Garry Wills had him nailed a long time ago.
Jesus, are we stupid or what?
“He was all energy and conviction, never letting up, though
I was soon worn down by the emotional attrition. Every time I tried to ease my
way out the door, he loomed up with new giant claims or some belligerent
challenge—was I calling him a liar? Like all spellbinders, he was clearly
convincing himself at least part of the time, trying to believe, with an actor’s
wish to measure up to the part. Or, alternately, he would taunt me with
undisguised lies that he made me respond—and had me hooked again.

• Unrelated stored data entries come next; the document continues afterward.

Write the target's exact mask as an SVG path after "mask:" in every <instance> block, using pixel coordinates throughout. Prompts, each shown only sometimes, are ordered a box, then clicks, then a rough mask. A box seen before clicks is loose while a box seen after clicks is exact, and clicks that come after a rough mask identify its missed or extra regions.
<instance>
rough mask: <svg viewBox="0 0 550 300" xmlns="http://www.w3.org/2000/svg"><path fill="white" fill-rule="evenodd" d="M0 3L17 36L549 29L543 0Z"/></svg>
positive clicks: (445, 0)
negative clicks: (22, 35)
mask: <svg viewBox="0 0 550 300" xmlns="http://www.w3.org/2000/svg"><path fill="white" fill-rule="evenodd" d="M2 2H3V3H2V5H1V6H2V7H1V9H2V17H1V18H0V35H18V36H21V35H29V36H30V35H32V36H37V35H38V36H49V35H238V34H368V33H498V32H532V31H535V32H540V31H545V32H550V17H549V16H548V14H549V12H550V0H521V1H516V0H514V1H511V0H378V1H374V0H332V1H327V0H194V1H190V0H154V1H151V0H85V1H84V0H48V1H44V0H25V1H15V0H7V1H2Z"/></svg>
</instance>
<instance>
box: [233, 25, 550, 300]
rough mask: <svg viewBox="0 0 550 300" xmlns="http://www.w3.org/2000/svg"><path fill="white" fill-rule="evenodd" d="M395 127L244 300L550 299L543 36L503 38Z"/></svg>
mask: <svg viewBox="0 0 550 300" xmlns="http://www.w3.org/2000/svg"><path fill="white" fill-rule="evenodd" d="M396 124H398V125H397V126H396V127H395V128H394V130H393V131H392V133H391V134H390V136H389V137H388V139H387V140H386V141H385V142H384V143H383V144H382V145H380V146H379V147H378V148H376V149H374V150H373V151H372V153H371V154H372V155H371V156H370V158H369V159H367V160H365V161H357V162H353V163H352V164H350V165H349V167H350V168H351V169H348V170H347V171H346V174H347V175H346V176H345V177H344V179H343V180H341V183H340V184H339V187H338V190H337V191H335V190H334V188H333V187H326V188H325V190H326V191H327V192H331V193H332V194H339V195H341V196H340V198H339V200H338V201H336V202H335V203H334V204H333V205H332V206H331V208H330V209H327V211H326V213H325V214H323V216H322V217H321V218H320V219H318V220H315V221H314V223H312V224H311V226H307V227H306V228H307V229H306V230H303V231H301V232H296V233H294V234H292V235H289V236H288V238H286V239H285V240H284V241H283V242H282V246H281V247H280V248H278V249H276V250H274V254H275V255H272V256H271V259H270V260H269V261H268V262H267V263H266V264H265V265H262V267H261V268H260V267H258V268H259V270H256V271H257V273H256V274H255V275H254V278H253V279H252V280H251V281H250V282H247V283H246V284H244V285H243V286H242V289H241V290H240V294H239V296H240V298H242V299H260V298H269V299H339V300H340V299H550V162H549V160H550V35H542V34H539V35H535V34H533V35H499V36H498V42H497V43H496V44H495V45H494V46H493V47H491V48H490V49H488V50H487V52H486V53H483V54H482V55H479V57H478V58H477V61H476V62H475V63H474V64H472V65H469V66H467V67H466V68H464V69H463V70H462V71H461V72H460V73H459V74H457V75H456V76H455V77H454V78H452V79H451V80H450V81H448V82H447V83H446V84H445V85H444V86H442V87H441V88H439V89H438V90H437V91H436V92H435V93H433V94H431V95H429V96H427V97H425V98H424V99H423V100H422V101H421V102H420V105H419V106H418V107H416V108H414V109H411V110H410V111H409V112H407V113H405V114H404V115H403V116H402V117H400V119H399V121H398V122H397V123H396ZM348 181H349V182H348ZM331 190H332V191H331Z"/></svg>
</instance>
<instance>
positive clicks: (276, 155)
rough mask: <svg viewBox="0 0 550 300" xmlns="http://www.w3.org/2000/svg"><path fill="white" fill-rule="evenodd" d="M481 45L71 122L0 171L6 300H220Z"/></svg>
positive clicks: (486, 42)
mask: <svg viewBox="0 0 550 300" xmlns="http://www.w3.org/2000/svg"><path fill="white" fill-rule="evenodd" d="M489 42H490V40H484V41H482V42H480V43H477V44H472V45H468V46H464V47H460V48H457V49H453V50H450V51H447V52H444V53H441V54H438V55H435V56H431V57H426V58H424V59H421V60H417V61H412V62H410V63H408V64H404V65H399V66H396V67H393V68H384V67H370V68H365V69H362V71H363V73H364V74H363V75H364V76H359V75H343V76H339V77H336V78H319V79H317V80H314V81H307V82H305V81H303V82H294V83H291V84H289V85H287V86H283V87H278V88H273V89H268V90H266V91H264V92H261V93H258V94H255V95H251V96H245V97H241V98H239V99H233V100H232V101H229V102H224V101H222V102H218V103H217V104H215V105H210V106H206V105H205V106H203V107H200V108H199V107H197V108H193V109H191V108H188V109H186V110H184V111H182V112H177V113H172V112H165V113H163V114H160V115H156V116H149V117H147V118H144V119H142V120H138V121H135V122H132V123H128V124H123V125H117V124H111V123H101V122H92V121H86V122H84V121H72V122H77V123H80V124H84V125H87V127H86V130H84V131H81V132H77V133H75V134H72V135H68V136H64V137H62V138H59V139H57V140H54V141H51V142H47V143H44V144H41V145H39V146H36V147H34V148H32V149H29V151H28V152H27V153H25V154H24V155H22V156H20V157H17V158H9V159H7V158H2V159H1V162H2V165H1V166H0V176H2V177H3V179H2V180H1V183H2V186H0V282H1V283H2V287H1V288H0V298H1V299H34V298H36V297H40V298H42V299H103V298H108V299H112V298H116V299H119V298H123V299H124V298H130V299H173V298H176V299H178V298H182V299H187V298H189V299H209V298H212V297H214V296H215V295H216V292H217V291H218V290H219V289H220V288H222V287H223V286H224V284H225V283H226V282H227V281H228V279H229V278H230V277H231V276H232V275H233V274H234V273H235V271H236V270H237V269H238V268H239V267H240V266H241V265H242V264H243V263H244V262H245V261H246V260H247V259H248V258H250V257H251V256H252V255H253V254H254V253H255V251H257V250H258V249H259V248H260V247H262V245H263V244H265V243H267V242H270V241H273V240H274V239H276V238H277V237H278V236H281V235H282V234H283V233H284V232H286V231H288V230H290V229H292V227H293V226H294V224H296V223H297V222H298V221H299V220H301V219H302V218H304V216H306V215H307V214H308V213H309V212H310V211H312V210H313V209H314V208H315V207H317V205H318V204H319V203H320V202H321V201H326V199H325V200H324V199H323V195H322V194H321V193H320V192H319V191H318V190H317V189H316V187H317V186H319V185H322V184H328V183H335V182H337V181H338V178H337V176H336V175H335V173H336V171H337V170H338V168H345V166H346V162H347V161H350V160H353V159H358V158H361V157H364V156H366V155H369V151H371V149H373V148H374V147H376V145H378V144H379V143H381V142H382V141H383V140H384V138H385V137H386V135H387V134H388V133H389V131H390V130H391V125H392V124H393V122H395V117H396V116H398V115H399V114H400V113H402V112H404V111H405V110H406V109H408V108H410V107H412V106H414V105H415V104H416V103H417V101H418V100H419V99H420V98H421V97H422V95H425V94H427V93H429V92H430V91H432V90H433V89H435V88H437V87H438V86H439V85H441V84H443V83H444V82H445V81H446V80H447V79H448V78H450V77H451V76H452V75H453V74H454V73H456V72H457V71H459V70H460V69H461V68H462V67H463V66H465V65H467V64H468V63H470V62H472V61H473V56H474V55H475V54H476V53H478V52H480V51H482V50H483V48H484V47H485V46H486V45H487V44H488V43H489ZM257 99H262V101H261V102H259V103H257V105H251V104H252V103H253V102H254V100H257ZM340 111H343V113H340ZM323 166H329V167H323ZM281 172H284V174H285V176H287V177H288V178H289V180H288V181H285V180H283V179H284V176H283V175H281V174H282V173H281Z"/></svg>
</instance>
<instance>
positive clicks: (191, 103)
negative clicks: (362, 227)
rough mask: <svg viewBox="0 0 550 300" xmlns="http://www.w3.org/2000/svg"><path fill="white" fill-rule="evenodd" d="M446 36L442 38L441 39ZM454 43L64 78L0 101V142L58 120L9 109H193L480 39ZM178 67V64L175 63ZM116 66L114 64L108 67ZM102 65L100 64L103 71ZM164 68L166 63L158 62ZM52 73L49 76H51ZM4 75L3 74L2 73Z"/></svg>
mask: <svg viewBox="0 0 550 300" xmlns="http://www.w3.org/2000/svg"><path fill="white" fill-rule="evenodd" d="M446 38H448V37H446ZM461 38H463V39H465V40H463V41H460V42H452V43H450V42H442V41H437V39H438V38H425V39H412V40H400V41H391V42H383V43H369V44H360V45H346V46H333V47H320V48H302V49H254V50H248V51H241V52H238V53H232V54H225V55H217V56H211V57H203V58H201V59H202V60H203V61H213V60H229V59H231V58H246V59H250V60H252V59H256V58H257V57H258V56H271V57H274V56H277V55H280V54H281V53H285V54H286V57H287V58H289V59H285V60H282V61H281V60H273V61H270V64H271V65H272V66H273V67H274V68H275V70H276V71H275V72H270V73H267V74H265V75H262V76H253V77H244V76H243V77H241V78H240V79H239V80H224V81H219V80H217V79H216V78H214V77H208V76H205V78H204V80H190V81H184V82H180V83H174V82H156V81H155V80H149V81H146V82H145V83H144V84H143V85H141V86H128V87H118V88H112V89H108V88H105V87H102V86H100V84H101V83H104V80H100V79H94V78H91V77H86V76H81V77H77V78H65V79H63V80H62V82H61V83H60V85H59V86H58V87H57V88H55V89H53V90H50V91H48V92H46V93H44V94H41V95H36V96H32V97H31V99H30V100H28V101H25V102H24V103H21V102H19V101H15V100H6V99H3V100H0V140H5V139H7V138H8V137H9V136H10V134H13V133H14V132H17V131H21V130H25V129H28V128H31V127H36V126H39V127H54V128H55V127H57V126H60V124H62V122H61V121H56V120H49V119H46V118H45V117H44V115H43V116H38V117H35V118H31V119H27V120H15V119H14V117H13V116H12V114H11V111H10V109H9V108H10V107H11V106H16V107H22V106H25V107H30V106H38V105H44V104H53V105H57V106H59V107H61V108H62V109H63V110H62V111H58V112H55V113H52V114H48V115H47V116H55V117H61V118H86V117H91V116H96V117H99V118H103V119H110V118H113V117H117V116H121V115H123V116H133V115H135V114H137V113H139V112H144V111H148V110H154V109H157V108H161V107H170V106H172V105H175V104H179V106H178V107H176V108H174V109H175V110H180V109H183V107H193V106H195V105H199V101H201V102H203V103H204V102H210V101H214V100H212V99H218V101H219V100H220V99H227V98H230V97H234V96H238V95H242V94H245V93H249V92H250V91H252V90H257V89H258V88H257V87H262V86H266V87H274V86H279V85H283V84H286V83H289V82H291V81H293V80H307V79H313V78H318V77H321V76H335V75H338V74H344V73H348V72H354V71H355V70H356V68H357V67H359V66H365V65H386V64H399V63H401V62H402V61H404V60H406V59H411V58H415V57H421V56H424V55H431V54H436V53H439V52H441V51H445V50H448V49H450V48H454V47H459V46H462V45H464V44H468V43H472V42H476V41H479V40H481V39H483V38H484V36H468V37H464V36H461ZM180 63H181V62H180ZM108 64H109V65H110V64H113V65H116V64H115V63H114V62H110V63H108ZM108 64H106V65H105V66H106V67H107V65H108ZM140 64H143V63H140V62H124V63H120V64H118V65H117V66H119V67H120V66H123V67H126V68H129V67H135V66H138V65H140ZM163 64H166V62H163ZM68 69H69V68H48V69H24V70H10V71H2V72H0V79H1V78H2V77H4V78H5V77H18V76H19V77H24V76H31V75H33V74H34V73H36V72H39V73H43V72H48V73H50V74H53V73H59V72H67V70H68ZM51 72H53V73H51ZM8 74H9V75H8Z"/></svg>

The weird
fascination of Hitler became comprehensible at last. Much as I tried to stay
clinical and observant, he involved me, made me angry, or sympathetic, or
frightened; ashamed for him, or ashamed of myself for letting his emotional
bullying work. He was the voice of all that Sixties mystique of “the
confrontation”—the belief that sheer conflict will somehow purify, as when
people in encounter groups screamed, criticized, fatigued each other down to
the ultimate capitulation—and called their stripped down exhaustion “reality.”
The street theatre of shouts and trashing, tear gas and taunting the pigs, was
a way of moving these “encounters” out onto the public stage. My Demagogue had
brought the process full circle around, taking the inflated political rhetoric
back into the ego’s echo chamber. The Sixties experience—“mind-blowing,”
consciousness-altering—was always some kind of trip.”